A MPV 905 inseria na Lei do PLR regras relativas ao pagamento de “prêmios” aos empregados, previstos no art. 457 da CLT, em forma de bens, serviços ou valor em dinheiro a empregado ou a grupo de empregados, em razão de desempenho superior ao ordinariamente esperado no exercício de suas atividades. O dispositivo (Art. 5º-A) não foi mantido no PLV 15.

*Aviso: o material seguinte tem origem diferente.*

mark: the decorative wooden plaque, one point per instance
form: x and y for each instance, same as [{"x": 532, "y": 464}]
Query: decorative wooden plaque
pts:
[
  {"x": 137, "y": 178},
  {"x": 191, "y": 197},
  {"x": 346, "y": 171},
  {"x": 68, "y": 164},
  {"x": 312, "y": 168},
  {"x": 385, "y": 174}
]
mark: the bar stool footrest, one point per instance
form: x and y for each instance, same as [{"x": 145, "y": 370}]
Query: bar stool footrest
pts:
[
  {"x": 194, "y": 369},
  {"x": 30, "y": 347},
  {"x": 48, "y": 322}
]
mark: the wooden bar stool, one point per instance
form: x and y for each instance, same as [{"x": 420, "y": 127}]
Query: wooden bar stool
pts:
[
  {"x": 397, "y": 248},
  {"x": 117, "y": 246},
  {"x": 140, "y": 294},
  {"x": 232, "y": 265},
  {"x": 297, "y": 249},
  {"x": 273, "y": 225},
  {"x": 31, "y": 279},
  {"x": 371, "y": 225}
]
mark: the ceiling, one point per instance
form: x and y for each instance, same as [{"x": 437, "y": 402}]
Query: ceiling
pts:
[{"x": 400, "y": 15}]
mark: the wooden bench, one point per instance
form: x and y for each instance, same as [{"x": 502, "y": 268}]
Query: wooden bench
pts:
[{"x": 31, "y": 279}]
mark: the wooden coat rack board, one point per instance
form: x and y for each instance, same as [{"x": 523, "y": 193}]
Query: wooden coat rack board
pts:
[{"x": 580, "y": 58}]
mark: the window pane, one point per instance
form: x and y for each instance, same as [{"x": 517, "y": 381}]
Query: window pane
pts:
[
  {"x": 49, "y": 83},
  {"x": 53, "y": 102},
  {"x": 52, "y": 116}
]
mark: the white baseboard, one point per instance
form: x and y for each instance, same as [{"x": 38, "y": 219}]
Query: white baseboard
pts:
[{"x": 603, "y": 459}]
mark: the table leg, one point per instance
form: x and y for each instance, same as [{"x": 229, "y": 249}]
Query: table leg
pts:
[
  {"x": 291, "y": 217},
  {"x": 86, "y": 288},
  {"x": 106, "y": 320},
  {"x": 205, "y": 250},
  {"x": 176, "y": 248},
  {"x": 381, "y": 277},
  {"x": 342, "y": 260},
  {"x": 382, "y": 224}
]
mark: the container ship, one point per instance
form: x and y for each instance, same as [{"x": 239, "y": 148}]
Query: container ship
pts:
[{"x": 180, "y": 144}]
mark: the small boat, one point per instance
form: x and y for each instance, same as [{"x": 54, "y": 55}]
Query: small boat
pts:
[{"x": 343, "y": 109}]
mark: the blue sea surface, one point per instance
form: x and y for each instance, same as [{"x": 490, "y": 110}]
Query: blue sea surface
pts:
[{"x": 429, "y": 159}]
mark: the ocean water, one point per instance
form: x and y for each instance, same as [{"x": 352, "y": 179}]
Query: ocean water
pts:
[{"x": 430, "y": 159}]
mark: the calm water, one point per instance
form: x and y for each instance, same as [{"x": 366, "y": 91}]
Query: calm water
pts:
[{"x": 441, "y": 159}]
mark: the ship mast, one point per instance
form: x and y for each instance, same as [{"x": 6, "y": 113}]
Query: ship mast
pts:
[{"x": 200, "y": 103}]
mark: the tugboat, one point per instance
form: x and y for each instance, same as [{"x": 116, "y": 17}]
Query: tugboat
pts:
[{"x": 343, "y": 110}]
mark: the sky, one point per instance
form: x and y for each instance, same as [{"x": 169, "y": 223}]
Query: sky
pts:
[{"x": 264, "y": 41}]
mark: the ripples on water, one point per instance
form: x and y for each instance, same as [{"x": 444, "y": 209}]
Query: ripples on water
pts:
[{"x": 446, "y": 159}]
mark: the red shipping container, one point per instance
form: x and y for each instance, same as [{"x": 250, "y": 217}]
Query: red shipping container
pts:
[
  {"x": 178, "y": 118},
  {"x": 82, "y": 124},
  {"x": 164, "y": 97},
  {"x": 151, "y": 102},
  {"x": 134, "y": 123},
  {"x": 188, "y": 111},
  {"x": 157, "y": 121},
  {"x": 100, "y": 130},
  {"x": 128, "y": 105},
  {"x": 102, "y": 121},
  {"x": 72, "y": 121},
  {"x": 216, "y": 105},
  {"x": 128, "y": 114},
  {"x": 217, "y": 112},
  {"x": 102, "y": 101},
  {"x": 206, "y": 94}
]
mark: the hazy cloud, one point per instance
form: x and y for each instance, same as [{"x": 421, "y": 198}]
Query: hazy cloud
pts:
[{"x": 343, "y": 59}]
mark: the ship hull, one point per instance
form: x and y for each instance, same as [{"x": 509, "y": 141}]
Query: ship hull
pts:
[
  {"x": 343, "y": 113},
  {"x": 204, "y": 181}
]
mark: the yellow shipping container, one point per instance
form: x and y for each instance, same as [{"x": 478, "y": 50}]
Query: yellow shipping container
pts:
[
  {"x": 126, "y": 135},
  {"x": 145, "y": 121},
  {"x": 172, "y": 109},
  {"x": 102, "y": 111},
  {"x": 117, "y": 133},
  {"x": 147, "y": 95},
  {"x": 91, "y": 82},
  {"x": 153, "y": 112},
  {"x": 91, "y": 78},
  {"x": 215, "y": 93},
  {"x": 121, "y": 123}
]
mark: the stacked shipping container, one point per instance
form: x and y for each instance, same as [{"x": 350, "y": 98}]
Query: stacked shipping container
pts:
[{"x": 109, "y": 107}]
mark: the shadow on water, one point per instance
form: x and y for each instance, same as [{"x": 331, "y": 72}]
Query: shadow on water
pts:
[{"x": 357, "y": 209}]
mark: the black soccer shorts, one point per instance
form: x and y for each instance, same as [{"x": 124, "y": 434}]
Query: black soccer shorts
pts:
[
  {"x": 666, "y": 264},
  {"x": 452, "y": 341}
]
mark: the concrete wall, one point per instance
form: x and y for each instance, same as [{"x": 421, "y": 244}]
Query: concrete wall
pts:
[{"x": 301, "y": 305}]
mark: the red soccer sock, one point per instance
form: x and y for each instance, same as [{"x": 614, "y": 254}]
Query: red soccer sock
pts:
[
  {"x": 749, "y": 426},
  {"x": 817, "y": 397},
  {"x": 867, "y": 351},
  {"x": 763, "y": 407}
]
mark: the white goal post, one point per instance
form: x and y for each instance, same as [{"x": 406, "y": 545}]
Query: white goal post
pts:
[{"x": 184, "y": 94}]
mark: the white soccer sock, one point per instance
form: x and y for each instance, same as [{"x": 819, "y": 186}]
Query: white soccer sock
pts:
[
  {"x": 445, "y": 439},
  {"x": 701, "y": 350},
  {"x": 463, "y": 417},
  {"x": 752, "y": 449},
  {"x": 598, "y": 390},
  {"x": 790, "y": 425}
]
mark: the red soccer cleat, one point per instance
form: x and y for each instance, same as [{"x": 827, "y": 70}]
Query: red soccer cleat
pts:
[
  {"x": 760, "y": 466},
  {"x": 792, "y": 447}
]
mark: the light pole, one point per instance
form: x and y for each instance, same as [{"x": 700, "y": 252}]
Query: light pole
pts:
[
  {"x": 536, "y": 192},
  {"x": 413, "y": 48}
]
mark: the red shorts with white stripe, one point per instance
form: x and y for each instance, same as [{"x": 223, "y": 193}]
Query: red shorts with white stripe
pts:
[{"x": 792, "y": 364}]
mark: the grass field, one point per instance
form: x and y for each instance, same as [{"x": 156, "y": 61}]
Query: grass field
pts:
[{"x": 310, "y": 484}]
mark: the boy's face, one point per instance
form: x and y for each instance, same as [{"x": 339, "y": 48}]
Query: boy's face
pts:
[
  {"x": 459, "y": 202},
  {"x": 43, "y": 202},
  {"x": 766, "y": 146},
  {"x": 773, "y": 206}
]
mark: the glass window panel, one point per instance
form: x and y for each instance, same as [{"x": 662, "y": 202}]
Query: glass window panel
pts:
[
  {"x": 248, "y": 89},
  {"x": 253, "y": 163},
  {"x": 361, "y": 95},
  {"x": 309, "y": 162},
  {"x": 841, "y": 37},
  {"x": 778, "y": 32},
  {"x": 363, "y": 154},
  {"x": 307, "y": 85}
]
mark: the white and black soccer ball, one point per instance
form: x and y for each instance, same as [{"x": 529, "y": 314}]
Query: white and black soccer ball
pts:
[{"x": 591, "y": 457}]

Inserido dispositivo (Art. 36 [37]) originalmente proposto pelo relator da MPV 905, mas que não foi aprovado. Trata-se de dispositivo anômalo, para definir o “caráter interpretativo” das normas sobre PLR alteradas pelo PLV. As leis interpretativas, pretensamente, não inovam no campo do direito e não tem caráter modificativo da relação jurídica, e, excepcionalmente, podem ter eficácia retroativa. No caso em questão, a norma parece destinada a solver controvérsias sobre a aplicação da legislação sobre PLR, afastando inseguranças jurídicas em favor das empresas, inclusive quanto a pagamentos pretéritos. Caso tenha efeito retroativo, poderão perder validade autuações aplicadas pela Receita a empresas e bancos.

Nos termos do Anexo à Lei nº 10.101, as PLR de até R$ 6,6 mil são isentas do pagamento de Imposto de Renda (IR). Acima dessa quantia, é cobrado o IR (tributação exclusiva na fonte). Não incidem, ainda, FGTS e contribuição previdenciária sobre a PLR. Dessa forma, parcelas de PLR que, em face das demais regras, tenham sido pagas e desconsideradas, poderão voltar a sê-lo, afastando as multas aplicadas, a incidência do IR e demais contribuições. Segundo o Valor Econômico [2], desde 2015, o CARF baixou mais de 320 acórdãos sobre o assunto, a maioria contrária às empresas. O banco BTG Pactual e suas controladas, por exemplo, estão num litígio que soma R$ 608,9 milhões. Outro banco, o Santander, foi autuado em R$ 5,4 bilhões. 

[2] MP facilita concessão de PLR e livra empresas de multas. Disponível em: https://valor.globo.com/impresso/noticia/2020/06/26/mp-facilita-concessao-de-plr-e-livra-empresas-de-multas.ghtml

Em 26 de junho de 2020.

Luiz Alberto dos Santos, Consultor Legislativo e Advogado.